In dem der Entscheidung zu Grunde liegenden Fall verlangte ein Patient aus Sachsen-Anhalt von seiner Zahnärztin die unentgeltliche Übermittlung von Behandlungsunterlagen. Er war der Ansicht, die Zahnärztin hatte einen Behandlungsfehler begangen. Im Zuge dessen verlangte er Schadensersatz und wollte gerichtlich gegen sie vorgehen. Die Zahnärztin erklärte sich zur Übersendung der Unterlagen bereit, forderte jedoch, dass der Patient die Kosten dafür übernimmt. Ihren Anspruch stützt sie auf § 630g Abs. 2 Satz 2 BGB. Der Patient lehnte dies ab und begehrte weiterhin aufgrund von Art. 15 Abs. 1 und 3 DSGVO die unentgeltliche Übermittlung. Nachdem die Richter des Bundesgerichtshofs nicht wussten, wie sie mit diesem Widerspruch umgehen sollten, ersuchten sie im Wege eines sogenannten Vorabentscheidungsverfahrens (EuGH, 26.10.2023 – C-307/22) den Europäischen Gerichtshof und fragte ihn, wie die Regelungen im vorliegenden Fall auszulegen seien.

Entscheidung

Die Luxemburger Richter gaben der Klage des Patienten statt und stellten fest, dass die erste Kopie der Unterlagen kostenlos sein muss. Demnach dürfe dem Patienten keine Kosten entstehen. Sie haben grundsätzlich ein Recht, eine Kopie ihrer medizinischen Akte zu bekommen. Patientinnen und Patienten müssen dies auch nicht begründen. Ob sie wissen möchten, welche Daten über sie gespeichert werden oder ob sie einen Behandlungsfehler vermuten, sei nicht von Bedeutung. Ärzte können die Übersendung der Akte nur verweigern, wenn das Vorgehen der Patienten rechtsmissbräuchlich ist. Dies ist etwa der Fall, wenn dieser wiederholt und exzessiv Einsicht verlangt.

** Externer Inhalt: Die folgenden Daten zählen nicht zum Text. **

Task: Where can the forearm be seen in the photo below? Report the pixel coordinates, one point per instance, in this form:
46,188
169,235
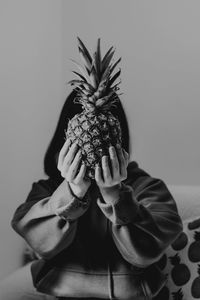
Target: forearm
48,224
144,221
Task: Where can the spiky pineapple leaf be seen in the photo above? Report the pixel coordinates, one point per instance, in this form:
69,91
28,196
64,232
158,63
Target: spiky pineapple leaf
85,60
97,59
85,50
107,59
79,75
112,80
114,65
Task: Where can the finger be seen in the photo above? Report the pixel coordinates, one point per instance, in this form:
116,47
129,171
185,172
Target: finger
114,161
106,169
126,155
97,175
63,153
121,158
71,174
81,174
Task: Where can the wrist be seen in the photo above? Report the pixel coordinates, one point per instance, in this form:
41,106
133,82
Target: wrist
77,191
110,194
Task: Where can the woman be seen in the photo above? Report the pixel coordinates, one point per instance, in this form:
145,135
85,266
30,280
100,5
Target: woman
93,239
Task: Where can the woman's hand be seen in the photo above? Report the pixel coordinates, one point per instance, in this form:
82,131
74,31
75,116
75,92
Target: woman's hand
69,160
109,179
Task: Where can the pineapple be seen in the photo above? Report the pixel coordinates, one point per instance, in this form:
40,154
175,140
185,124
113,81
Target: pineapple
95,128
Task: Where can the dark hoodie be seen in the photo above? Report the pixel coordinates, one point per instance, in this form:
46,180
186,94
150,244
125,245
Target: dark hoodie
94,237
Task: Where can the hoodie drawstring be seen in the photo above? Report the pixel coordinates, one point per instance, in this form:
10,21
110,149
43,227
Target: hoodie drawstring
110,277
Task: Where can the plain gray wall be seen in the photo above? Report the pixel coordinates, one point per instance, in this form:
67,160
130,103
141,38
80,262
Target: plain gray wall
159,44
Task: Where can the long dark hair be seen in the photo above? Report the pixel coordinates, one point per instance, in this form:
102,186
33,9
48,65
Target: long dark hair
69,110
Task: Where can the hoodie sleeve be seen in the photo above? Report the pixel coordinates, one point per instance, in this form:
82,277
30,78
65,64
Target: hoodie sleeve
144,218
47,220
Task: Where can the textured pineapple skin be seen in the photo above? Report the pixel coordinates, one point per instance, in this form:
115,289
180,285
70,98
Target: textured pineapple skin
94,132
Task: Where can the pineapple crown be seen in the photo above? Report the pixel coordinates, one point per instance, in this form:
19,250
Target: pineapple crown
96,85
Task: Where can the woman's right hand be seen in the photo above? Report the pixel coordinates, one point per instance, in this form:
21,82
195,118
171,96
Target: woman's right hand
69,160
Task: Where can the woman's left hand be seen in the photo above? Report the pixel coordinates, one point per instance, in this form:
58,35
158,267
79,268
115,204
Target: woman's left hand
108,178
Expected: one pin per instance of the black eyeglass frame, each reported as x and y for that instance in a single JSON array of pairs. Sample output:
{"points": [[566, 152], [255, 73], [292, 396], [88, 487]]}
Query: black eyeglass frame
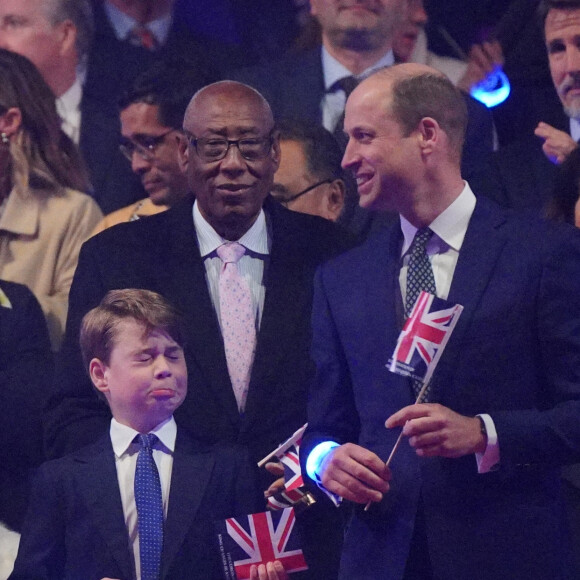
{"points": [[269, 140], [146, 152]]}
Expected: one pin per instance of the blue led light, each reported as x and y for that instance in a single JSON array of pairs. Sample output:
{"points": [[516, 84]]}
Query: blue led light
{"points": [[493, 90], [317, 456]]}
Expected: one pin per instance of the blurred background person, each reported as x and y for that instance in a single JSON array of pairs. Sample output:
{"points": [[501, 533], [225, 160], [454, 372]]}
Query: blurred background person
{"points": [[26, 367], [410, 45], [152, 112], [309, 178], [564, 205], [56, 35], [44, 218]]}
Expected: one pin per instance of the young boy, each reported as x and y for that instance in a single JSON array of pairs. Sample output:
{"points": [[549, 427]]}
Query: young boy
{"points": [[141, 503]]}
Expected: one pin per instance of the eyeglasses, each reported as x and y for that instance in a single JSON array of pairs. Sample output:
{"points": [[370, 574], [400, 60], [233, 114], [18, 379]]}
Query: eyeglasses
{"points": [[288, 200], [214, 149], [145, 147]]}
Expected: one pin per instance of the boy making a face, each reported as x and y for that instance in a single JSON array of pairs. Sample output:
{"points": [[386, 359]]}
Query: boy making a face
{"points": [[141, 502]]}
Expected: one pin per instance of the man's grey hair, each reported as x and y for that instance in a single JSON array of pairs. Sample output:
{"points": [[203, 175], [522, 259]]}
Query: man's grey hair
{"points": [[80, 13]]}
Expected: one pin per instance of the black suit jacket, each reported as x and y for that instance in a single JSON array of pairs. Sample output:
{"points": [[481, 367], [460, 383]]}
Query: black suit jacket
{"points": [[294, 87], [114, 183], [514, 354], [160, 253], [520, 176], [76, 528], [26, 368]]}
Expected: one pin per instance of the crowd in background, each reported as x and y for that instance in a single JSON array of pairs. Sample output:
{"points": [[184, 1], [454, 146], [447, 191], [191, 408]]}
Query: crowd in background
{"points": [[93, 95]]}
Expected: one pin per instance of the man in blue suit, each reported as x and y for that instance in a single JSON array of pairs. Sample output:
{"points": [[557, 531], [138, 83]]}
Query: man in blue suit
{"points": [[473, 491]]}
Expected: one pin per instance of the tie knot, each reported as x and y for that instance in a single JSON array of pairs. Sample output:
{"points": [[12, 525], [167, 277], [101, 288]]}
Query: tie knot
{"points": [[420, 240], [146, 441], [346, 84], [230, 252]]}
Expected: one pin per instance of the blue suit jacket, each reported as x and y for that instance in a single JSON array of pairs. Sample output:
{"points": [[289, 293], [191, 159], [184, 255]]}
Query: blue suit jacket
{"points": [[515, 354], [294, 87], [75, 528]]}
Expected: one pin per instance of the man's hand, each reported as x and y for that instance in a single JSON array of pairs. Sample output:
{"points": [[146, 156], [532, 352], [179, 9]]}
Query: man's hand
{"points": [[355, 473], [557, 144], [270, 571], [434, 430], [483, 60], [277, 469]]}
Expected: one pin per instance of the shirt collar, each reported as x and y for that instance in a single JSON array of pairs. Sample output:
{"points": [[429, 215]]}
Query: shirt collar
{"points": [[123, 24], [122, 435], [255, 239], [70, 101], [575, 129], [450, 226], [333, 70]]}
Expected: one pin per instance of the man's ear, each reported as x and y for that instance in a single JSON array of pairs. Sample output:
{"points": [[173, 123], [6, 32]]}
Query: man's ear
{"points": [[183, 153], [429, 134], [11, 121], [334, 199], [68, 36], [276, 152], [98, 374]]}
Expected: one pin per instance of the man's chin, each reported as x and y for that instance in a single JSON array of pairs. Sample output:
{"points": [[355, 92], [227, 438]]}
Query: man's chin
{"points": [[572, 109]]}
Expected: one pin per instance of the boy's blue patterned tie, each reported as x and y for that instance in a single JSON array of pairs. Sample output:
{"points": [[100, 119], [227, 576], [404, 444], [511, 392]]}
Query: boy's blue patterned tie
{"points": [[149, 509]]}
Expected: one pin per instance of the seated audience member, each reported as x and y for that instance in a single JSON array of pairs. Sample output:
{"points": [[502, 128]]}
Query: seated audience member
{"points": [[313, 85], [152, 113], [56, 36], [26, 368], [309, 178], [43, 220], [410, 45], [142, 501], [131, 36], [521, 175]]}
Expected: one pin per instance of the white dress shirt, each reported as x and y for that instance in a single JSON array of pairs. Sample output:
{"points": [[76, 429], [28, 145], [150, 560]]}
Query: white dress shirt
{"points": [[252, 264], [449, 229], [126, 452], [332, 104], [68, 106]]}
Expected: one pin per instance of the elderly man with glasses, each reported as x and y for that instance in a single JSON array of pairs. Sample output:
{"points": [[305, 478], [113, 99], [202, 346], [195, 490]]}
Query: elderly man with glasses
{"points": [[248, 359]]}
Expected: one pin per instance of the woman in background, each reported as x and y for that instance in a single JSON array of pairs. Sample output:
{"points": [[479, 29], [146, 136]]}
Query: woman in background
{"points": [[44, 218]]}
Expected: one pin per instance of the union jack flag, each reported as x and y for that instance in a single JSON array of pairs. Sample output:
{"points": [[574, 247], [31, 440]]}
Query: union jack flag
{"points": [[424, 337], [258, 539]]}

Außerdem konstatieren die Richter, dass der Datenschutz ein gleichmäßiges und hohes Schutzniveau für natürliche Personen gewährleistet. Selbst wenn das für Ärzte Zeit und Aufwand bedeutet – die wirtschaftlichen Interessen der Behandler müssten zurückstehen, damit das Auskunftsrecht der DSGVO praktisch wirksam ist. Zudem sei wichtig, dass die Kopie vollständig sei, damit keine relevanten Daten ausgelassen oder falsch wiedergegeben werden, d.h. dass die Übersendung der Akte auch Diagnosen, Untersuchungsergebnisse, Befunde und Angaben zu Behandlungen oder Eingriffen enthält.

Auswirkungen

Die Entscheidung des EuGHs wird sicherlich den Arbeitsalltag in den Arztpraxen verändern. Sie könnte auch für andere Lebensbereiche wichtig sein. Das höchste europäische Gericht stellt klar, dass das Recht der Menschen, Auskunft über ihre Daten zu verlangen, einen hohen Stellenwert hat. Dies gilt auch, wenn es nicht um die Korrektur von Daten oder Datenschutz ganz allgemein geht, sondern auch, wenn der Betroffene andere Gründe hat.